Currently isLikelyComplexAddressComputation tries to figure out if the given stride seems to be 'complex' and need some extra cost for address computation handling.
This code seems to be target dependent which may not be the same for all targets.
Passed the decision whether the given stride is complex or not to the target by sending stride information via SCEV to getAddressComputationCost instead of 'IsComplex'.
Specifically at X86 targets we dont see any significant address computation cost in case of the strided access in general.

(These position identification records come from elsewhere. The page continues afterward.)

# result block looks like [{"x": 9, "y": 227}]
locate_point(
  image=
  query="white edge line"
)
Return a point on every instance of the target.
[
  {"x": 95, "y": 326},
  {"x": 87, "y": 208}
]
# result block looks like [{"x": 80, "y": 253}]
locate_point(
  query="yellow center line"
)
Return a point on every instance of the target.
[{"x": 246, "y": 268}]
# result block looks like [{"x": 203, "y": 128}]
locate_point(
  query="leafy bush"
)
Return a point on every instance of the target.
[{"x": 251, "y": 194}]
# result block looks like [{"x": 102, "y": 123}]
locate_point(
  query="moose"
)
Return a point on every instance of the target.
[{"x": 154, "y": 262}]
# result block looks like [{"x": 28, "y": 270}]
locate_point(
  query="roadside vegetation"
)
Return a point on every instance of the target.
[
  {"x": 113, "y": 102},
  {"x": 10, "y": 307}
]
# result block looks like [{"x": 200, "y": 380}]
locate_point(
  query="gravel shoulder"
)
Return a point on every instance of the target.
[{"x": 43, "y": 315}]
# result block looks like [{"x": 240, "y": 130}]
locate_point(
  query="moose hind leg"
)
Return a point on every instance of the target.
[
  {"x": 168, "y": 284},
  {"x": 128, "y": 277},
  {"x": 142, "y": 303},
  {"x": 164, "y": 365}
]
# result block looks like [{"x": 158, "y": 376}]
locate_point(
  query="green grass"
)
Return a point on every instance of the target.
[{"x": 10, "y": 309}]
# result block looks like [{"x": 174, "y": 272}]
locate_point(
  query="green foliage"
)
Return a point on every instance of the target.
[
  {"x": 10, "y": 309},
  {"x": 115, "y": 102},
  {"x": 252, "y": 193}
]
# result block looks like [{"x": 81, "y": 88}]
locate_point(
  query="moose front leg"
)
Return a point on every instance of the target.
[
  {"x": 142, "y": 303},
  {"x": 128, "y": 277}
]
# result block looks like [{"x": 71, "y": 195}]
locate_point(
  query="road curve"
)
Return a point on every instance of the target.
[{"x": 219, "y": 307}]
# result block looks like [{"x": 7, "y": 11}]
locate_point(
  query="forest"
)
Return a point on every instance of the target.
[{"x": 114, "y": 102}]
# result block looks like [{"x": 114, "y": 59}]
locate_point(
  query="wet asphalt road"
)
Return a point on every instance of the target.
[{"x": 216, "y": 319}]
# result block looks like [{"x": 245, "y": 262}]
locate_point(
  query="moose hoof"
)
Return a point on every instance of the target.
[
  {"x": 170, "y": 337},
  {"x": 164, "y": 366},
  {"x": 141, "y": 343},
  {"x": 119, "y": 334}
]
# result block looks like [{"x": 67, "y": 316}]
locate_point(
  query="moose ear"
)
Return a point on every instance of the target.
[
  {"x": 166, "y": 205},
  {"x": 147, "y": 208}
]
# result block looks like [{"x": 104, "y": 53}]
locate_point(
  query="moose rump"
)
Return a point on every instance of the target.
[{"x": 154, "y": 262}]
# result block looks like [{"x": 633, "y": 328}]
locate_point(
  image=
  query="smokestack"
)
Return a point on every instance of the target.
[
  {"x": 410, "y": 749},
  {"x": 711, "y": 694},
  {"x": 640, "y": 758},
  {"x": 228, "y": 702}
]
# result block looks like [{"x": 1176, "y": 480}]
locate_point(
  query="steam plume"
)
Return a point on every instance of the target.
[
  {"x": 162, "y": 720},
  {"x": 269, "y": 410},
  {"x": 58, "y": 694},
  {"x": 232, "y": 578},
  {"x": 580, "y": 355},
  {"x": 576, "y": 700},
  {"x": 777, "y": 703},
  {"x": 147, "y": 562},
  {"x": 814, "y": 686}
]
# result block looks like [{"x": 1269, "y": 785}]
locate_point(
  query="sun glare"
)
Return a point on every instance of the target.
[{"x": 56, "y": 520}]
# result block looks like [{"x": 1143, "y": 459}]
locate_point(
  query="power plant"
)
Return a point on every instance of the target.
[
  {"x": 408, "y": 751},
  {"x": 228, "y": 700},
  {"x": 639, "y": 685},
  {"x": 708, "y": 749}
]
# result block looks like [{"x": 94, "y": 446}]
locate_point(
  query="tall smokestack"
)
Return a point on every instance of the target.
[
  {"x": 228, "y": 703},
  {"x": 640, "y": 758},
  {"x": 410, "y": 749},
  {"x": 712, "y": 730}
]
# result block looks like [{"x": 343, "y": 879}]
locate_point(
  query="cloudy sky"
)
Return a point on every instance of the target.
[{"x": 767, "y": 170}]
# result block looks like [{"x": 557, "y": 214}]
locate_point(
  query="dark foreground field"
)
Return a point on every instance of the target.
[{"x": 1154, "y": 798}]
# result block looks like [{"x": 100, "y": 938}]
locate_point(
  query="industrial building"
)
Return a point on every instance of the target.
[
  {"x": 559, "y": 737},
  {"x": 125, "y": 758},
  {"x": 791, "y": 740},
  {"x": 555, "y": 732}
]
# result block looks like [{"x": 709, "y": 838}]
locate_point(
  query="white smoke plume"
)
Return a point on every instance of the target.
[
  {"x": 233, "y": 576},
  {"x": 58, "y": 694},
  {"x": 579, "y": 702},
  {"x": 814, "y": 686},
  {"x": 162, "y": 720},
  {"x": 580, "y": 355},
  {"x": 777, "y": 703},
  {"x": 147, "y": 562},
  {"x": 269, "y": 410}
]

Differential Revision: https://reviews.llvm.org/D27518
llvm-svn: 291106
diff --git a/llvm/lib/Target/X86/X86TargetTransformInfo.cpp b/llvm/lib/Target/X86/X86TargetTransformInfo.cpp
index 84ec142..c2f542f 100644
--- a/llvm/lib/Target/X86/X86TargetTransformInfo.cpp
+++ b/llvm/lib/Target/X86/X86TargetTransformInfo.cpp
@@ -1626,17 +1626,29 @@
return Cost+LT.first;
}
-int X86TTIImpl::getAddressComputationCost(Type *Ty, bool IsComplex) {
+int X86TTIImpl::getAddressComputationCost(Type *Ty, ScalarEvolution *SE,
+ const SCEV *Ptr) {
// Address computations in vectorized code with non-consecutive addresses will
// likely result in more instructions compared to scalar code where the
// computation can more often be merged into the index mode. The resulting
// extra micro-ops can significantly decrease throughput.
unsigned NumVectorInstToHideOverhead = 10;
- if (Ty->isVectorTy() && IsComplex)
- return NumVectorInstToHideOverhead;
+ // Cost modeling of Strided Access Computation is hidden by the indexing
+ // modes of X86 regardless of the stride value. We dont believe that there
+ // is a difference between constant strided access in gerenal and constant
+ // strided value which is less than or equal to 64.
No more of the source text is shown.